Note d’information sur la jurisprudence de la Cour No 99
Juillet 2007
Makhmoudov c. Russie - 35082/04
Arrêt 26.7.2007 [Section I]
Article 11
Article 11-1
Liberté d'association
Liberté de réunion pacifique
Interdiction arbitraire d’une manifestation en raison d’un « risque d’actions terroristes » : violation
En fait : A l’époque des faits, le requérant était conseiller de district. En 2003, à la veille d’une manifestation contre la politique d’urbanisme de la municipalité de Moscou, les autorités locales retirèrent l’autorisation qu’elles avaient accordée pour cette manifestation car elles s’attendaient à « une vague d’actes terroristes ». La manifestation était préparée par une organisation non gouvernementale qui avait pour but de protéger les droits des citoyens en matière d’urbanisme, et visait notamment à protester contre un projet de construction d’un immeuble d’appartements de luxe et à exprimer de la défiance à l’égard des autorités municipales. En dépit de l’interdiction, le requérant – l’un des organisateurs de la manifestation – et quelques dizaines de personnes se rassemblèrent sur la place le jour prévu. La police dispersa la foule par la force. Le requérant fut ensuite sorti de force d’une voiture et escorté au poste de police de district, où il fut détenu toute la nuit sans recevoir ni nourriture ni boisson. Pendant les jours suivants furent célébrées à Moscou les « Journées de la ville », et des festivités publiques parrainées par le maire eurent lieu en dépit de la « menace terroriste » potentielle. Le requérant fut accusé de désobéissance à des ordres légalement donnés par la police et d’organisation d’un rassemblement non autorisé. La procédure se conclut par un non-lieu pour ce qui est du premier chef d’accusation et le requérant fut déclaré coupable du second. Le requérant forma des recours qui furent rejetés. Il engagea une procédure civile en dommages et intérêts contre la police de district, en vain.
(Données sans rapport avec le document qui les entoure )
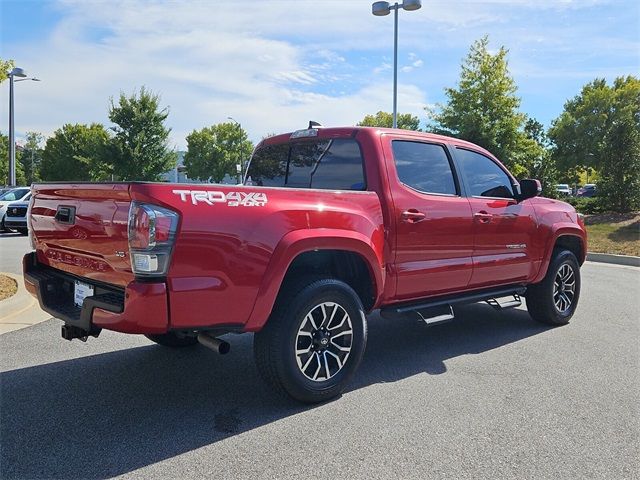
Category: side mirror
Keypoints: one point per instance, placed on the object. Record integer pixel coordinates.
(529, 188)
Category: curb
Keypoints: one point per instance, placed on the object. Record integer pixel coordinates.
(627, 260)
(20, 310)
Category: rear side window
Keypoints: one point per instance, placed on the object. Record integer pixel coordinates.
(484, 177)
(424, 167)
(333, 164)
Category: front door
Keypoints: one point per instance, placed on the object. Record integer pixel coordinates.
(503, 228)
(434, 227)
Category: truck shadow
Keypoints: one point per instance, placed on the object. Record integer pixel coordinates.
(107, 414)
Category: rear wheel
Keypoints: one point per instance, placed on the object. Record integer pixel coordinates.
(313, 342)
(554, 300)
(172, 339)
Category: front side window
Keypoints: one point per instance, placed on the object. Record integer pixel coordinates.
(332, 164)
(424, 167)
(484, 177)
(12, 195)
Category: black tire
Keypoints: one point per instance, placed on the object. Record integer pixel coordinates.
(544, 300)
(171, 339)
(276, 347)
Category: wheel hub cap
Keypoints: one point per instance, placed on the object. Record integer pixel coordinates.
(564, 288)
(324, 341)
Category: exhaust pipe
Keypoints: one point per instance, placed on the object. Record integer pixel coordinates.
(213, 343)
(69, 332)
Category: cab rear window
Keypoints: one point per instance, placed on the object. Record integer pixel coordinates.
(332, 164)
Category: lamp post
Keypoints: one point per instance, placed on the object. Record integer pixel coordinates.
(381, 9)
(239, 166)
(16, 72)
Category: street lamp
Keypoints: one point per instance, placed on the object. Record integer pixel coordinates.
(239, 168)
(16, 72)
(381, 9)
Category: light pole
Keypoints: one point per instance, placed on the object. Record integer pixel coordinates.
(380, 9)
(16, 72)
(239, 168)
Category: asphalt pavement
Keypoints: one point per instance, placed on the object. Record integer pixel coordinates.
(489, 395)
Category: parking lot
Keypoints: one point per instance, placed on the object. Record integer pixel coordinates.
(489, 395)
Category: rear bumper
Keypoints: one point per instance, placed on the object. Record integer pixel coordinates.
(138, 308)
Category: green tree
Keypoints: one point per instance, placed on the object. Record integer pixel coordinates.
(4, 163)
(406, 121)
(139, 150)
(600, 129)
(5, 68)
(75, 153)
(31, 157)
(213, 152)
(484, 108)
(539, 162)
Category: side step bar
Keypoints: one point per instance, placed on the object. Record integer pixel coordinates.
(440, 309)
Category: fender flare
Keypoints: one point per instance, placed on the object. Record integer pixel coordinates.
(561, 230)
(300, 241)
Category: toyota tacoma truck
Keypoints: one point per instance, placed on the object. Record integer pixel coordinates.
(329, 225)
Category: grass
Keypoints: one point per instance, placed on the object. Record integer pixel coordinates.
(8, 287)
(614, 233)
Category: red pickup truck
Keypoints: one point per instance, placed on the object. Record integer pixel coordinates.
(329, 225)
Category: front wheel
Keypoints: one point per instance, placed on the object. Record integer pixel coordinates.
(313, 342)
(554, 300)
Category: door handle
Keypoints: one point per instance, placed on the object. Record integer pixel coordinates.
(413, 216)
(483, 217)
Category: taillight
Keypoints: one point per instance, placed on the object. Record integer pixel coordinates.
(152, 231)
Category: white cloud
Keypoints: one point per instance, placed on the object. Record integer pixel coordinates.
(272, 72)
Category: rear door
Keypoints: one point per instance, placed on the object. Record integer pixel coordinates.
(82, 229)
(434, 229)
(503, 228)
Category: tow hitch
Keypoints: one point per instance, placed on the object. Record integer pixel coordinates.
(69, 332)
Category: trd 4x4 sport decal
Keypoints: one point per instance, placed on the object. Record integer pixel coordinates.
(232, 199)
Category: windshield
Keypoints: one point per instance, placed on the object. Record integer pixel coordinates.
(12, 195)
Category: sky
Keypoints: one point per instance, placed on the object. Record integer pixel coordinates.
(273, 65)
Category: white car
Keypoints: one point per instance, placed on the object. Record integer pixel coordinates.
(564, 189)
(13, 195)
(16, 216)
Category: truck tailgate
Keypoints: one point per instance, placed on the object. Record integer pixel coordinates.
(82, 229)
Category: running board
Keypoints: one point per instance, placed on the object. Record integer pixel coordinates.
(502, 303)
(440, 309)
(434, 315)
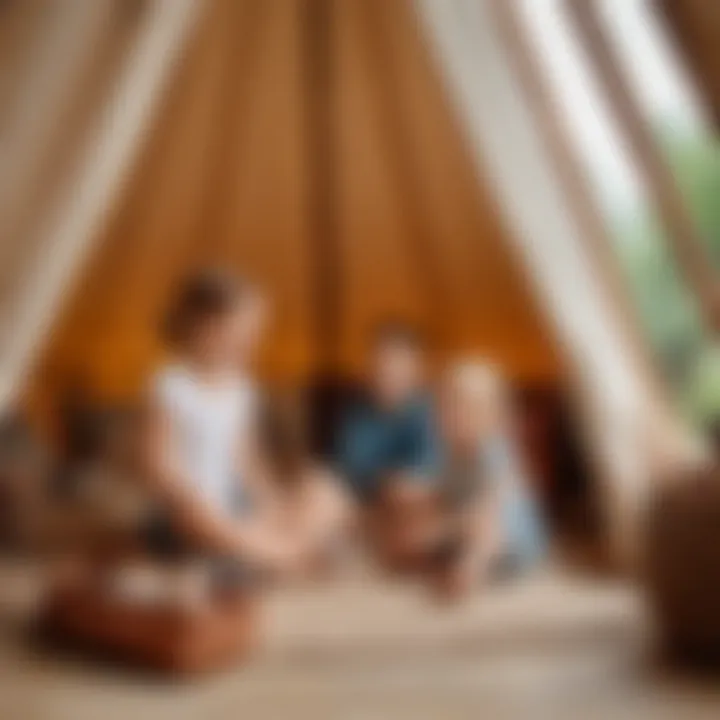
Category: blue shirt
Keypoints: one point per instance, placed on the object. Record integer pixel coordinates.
(376, 442)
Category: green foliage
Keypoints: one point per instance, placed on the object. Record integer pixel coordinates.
(666, 307)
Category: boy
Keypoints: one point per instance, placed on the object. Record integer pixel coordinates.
(387, 443)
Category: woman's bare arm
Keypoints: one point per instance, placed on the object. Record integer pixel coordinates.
(191, 512)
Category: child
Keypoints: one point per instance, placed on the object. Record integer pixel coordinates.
(491, 520)
(199, 450)
(386, 446)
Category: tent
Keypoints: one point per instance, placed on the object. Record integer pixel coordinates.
(358, 157)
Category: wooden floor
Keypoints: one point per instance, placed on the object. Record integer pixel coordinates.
(552, 646)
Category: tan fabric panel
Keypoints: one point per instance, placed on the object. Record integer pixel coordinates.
(695, 26)
(224, 178)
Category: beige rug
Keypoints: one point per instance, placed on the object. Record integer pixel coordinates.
(552, 646)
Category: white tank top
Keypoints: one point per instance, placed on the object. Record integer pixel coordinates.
(209, 425)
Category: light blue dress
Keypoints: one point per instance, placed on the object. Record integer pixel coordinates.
(521, 521)
(495, 471)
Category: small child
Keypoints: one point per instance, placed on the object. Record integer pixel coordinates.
(199, 450)
(493, 523)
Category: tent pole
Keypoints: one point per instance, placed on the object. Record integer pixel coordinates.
(323, 225)
(688, 247)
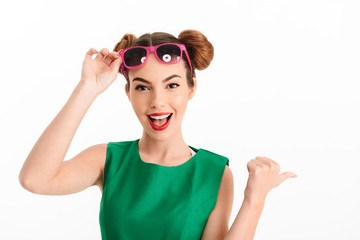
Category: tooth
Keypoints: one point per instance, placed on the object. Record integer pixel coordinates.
(160, 117)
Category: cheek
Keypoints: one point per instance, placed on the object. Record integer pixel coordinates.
(180, 100)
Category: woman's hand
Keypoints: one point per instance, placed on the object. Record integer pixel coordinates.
(97, 74)
(263, 176)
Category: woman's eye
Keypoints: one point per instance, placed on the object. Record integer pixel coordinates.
(173, 85)
(141, 88)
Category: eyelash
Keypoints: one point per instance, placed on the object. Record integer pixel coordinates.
(141, 87)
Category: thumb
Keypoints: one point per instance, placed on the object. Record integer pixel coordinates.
(284, 176)
(115, 65)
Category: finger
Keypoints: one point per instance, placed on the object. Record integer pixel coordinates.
(102, 53)
(284, 176)
(115, 65)
(91, 52)
(111, 57)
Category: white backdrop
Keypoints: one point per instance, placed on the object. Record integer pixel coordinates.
(284, 83)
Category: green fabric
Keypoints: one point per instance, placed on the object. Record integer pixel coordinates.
(143, 200)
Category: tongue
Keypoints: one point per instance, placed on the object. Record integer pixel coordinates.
(159, 122)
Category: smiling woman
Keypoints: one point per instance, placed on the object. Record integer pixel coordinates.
(157, 186)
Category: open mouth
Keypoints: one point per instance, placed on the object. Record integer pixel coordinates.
(159, 122)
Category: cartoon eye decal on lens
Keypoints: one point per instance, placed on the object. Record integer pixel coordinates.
(166, 58)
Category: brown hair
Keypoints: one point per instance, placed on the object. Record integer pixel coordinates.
(200, 50)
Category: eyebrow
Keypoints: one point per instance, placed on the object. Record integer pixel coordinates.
(164, 81)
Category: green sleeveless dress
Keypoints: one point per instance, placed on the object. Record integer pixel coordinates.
(143, 200)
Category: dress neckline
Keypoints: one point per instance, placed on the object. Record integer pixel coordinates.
(192, 159)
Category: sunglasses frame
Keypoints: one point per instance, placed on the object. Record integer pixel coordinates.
(152, 49)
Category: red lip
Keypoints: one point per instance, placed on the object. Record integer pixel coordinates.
(159, 128)
(158, 114)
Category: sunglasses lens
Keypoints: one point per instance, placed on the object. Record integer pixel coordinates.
(169, 53)
(134, 57)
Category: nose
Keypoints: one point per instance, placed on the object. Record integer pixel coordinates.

En droit : Les jugements internes – pour autant qu’ils invoquaient des informations relatives à une « menace terroriste » comme motif d’interdiction du rassemblement organisé par le requérant – se fondaient sur des hypothèses plutôt que sur des constatations de fait motivées. La Cour aperçoit des indications sérieuses et concordantes militant contre l’allégation du Gouvernement selon laquelle l’éventualité d’un attentat terroriste était la véritable raison à l’origine de l’interdiction du rassemblement. Bien que le nombre de participants aux Journées de la ville ait largement dépassé celui des personnes attendues au rassemblement en question, celui-ci est le seul événement public à avoir été annulé en prévision d’« une vague d’actes terroristes ». Le Gouvernement n’ayant fourni aucun élément de preuve de nature à étayer l’affirmation selon laquelle le rassemblement organisé par le requérant avait été interdit en raison d’une « menace terroriste », la Cour conclut que les autorités internes ont agi de façon arbitraire. L’ingérence dans le droit du requérant à la liberté d’association était donc dépourvue de justification.
Conclusion : violation de l’article 11 (unanimité).
La Cour conclut aussi à la violation de l’article 5 §§ 1 et 5 de la Convention.
Article 41 – 12 000 EUR au titre du dommage moral.
© Conseil de l’Europe/Cour européenne des droits de l’homme
Rédigé par le greffe, ce résumé ne lie pas la Cour.